Tel était l’intitulé des débat des Matins (France Culture – 15/01/2026). G. Erner avait invité Laelia Véron, enseignante-chercheuse en stylistique et langue française à l’université d’Orléans, et Raphaël Llorca, essayiste et communiquant.
Tous les trois ont réussi le tour de force de parler d’humour et d’ironie pendant quarante minutes sans jamais définir l’un et l’autre, comme si les deux mots qu’ils ont employés sans distinction étaient synonymes.
Cette confusion conduit ainsi l’enseignante-chercheuse – manifestement de gauche – à assurer que l’humour n’est pas, comme on le croit généralement, un marqueur de gauche mais peut être aussi pratiqué par l’extrême-droite.
Ce n’est pas anodin.
Dire que l’humour peut être un mode d’expression d’extrême-droite revient à lui ôter implicitement ce qui constitue son essence, à savoir l’obsession de l’identité.
L’exemple qu’elle a pris en fin d’émission permettra de comprendre.
Il s’agit du célèbre texte de Montesquieu (De l’Esprit des Lois – Livre 15 – ch.5) intitulé « De l’esclavage des nègres » présenté par elle comme ironique et dont elle dit qu’il a pu être compris au premier degré, c’est-à-dire comme une apologie de l’esclavage alors qu’il en est la critique : il y a là une contradiction, en ce sens que ce qui lui confère une ambiguïté possible est précisément l’humour.
Bergson explique très bien que l’humour consiste à décrire le réel comme s’il était l’idéal, alors que l’ironie est le procédé inverse qui consiste à décrire l’idéal comme s’il était le réel.
L’humour s’exprime donc de manière sobre (comme le simple constat du réel) alors que l’ironie a besoin de rhétorique (comme le discours de l’idéal).
Quand Montesquieu écrit « Ceux dont ils s’agit [les esclaves africains] sont noirs depuis les pieds jusqu’à la tête » il décrit le réel : les Africains sont noirs.

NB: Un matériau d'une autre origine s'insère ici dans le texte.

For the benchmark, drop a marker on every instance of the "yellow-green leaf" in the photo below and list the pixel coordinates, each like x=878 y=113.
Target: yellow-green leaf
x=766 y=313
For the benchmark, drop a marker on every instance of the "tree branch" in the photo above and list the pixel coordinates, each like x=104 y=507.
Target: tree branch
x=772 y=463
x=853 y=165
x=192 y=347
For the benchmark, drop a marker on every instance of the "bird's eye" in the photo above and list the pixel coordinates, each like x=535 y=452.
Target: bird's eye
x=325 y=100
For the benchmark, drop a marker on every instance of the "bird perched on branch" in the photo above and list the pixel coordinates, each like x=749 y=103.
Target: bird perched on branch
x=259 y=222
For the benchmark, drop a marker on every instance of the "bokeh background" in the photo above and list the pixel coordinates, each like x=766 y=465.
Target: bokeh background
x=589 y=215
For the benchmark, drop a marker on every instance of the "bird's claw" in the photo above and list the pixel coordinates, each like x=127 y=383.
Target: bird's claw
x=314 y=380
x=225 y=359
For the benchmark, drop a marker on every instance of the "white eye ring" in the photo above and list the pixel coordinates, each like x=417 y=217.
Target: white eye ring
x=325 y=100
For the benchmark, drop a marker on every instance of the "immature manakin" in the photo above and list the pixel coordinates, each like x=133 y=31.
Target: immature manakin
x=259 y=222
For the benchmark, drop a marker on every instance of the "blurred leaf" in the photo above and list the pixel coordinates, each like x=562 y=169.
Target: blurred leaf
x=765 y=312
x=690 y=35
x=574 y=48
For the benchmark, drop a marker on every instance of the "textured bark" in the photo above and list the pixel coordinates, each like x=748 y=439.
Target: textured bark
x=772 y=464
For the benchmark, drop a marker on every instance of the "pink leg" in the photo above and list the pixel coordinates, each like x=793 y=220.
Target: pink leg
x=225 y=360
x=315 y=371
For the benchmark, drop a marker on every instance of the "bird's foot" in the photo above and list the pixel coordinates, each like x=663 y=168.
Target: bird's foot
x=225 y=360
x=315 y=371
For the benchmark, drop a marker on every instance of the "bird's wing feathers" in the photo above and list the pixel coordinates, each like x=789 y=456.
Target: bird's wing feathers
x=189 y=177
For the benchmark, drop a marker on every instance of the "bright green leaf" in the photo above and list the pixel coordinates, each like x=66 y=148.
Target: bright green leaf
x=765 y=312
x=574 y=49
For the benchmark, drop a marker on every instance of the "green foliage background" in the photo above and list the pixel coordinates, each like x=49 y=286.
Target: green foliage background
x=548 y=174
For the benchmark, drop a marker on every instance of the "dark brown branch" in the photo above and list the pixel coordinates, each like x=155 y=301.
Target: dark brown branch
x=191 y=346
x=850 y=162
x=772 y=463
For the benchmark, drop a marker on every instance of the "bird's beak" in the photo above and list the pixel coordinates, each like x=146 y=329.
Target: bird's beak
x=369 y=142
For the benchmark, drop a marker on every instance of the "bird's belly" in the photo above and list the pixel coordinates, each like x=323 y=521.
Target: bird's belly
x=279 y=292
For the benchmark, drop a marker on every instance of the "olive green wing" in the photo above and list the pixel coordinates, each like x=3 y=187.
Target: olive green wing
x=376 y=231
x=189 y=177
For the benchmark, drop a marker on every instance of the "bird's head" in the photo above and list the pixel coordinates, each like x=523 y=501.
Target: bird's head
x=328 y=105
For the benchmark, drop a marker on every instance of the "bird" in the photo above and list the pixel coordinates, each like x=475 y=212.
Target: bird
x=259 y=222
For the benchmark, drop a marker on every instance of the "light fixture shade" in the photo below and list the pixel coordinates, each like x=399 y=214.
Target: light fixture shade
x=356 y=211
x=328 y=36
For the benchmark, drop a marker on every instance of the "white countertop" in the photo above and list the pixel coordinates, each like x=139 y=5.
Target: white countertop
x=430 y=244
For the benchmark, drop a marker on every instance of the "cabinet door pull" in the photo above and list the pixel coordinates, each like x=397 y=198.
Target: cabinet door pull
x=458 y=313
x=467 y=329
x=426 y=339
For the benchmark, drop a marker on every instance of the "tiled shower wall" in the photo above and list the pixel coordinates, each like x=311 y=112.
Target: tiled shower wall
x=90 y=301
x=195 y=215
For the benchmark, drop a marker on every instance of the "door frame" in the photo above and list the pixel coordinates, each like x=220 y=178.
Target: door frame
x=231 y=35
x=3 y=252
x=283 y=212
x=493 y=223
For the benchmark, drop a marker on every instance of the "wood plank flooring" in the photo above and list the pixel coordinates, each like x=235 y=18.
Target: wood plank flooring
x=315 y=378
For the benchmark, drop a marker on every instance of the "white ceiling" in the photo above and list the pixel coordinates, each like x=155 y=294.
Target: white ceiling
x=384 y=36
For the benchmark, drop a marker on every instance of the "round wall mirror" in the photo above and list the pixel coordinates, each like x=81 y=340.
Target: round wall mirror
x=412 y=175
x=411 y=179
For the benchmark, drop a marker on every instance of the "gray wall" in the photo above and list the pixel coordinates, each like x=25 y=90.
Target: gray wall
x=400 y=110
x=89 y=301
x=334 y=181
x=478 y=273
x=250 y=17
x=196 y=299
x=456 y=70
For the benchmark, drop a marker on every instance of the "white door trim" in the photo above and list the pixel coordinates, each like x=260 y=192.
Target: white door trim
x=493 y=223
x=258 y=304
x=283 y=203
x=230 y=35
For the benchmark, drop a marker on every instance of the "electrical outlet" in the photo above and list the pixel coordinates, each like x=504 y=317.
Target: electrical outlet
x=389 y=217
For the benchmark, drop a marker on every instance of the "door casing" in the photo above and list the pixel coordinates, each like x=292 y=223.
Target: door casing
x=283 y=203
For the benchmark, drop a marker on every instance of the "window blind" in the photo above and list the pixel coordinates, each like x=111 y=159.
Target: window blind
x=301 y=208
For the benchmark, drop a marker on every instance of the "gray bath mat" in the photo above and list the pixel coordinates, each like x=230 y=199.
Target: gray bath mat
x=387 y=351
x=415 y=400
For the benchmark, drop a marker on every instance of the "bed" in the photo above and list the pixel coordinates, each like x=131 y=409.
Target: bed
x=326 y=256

Autrement dit, il s’agit d’une simple dénotation.
La problématique est celle du pourquoi ? et pour quoi ? de cette dénotation.
Le raciste la prononce comme une preuve (d’infériorité, voire de non-humanité) parce que le critère (de supériorité, d’humanité) est, pour lui, le blanc.
L’antiraciste peut la prononcer pour en signifier l’absurdité… mais seulement devant des personnes pour qui la hiérarchie des couleurs et la notion de race sont des non-sens. D’où la possible ambiguïté.
Ce qui permet de savoir que la phrase de Montesquieu ressortit à l’humour – et non à l’ironie qui serait quelque chose comme : « C’est extraordinaire comme ces êtres noirs, absolument noirs, mais oui ! sans la moindre petite partie blanche, sont l’image exacte de Dieu, qui, comme tout le monde le sait, a la belle couleur de la suie de nos cheminées ! » – c’est le contexte de son discours qui est l’antithèse du racisme.
L’extrême-droite ne pratique pas l’humour, mais l’ironie, comme l’illustra l’exemple de Trump se moquant d’E. Macron et qui fut qualifié d’humour.
Si l’extrême-droite ne pratique pas l’humour, c’est parce que le réel ne peut jamais être pour elle un idéal distancié de son obsession identitaire : en revanche elle utilise l’ironie pour marquer la distance (pour elle scandaleuse) entre cette obsession idéalisée et le réel qui, du fait de la présence de l’autre–étranger, doit être purifié par son expulsion.